Mangan

Mangan ist ein natürlich vorkommendes Element, das allgegenwärtig in Luft, Boden und Wasser zu finden ist. Es ist ein essenzieller Nährstoff für Mensch und Tier. Eine unzureichende oder übermäßige Zufuhr kann gesundheitliche Beeinträchtigungen hervorrufen. Ein Manganmangel beim Menschen gilt als selten, da Mangan in vielen gängigen Lebensmitteln enthalten ist.

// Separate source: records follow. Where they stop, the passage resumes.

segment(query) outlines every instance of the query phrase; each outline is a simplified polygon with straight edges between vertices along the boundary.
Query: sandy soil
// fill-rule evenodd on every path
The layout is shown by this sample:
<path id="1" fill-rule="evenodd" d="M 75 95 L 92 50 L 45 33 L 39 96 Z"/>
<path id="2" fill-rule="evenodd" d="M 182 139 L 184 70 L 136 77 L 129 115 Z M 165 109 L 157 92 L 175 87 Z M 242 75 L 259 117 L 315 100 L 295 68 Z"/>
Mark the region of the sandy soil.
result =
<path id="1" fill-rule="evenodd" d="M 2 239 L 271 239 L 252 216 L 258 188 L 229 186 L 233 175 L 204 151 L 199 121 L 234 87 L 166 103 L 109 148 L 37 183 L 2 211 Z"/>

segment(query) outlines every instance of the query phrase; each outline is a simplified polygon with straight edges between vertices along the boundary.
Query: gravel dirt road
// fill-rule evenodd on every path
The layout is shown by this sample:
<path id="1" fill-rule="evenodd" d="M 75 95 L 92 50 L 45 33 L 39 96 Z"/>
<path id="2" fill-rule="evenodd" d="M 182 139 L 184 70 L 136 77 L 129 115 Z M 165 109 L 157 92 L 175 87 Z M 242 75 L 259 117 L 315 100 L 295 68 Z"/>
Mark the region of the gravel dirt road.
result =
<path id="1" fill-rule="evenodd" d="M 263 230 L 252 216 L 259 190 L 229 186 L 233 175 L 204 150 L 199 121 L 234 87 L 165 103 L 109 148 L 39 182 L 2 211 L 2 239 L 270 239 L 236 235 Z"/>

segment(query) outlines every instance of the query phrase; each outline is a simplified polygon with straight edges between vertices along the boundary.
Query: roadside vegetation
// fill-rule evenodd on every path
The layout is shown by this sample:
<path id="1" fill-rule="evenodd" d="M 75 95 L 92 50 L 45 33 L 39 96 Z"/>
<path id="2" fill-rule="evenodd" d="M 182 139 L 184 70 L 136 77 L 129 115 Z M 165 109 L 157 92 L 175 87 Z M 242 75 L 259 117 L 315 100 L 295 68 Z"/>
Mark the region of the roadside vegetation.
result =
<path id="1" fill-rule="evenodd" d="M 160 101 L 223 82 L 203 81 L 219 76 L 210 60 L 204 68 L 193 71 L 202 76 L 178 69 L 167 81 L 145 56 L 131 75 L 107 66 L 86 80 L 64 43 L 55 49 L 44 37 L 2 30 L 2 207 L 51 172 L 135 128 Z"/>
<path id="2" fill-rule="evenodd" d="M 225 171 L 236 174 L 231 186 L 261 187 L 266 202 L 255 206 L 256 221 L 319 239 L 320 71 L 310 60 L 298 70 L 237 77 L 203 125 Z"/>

Obwohl Mangan in niedrigen Dosen ein essenzielles Spurenelement ist, kann eine chronische Exposition gegenüber hohen Dosen schädlich sein. Die gesundheitlichen Auswirkungen einer Manganüberbelastung hängen vom Aufnahmeweg, der chemischen Form, dem Alter bei Exposition und dem Ernährungsstatus des Betroffenen ab. Ungeachtet dessen gilt das Nervensystem als primäres Zielorgan, wobei in der Regel neurologische Effekte beobachtet werden. Viele Berichte über negative Auswirkungen von Mangan auf den Menschen beziehen sich auf Inhalationsexpositionen am Arbeitsplatz.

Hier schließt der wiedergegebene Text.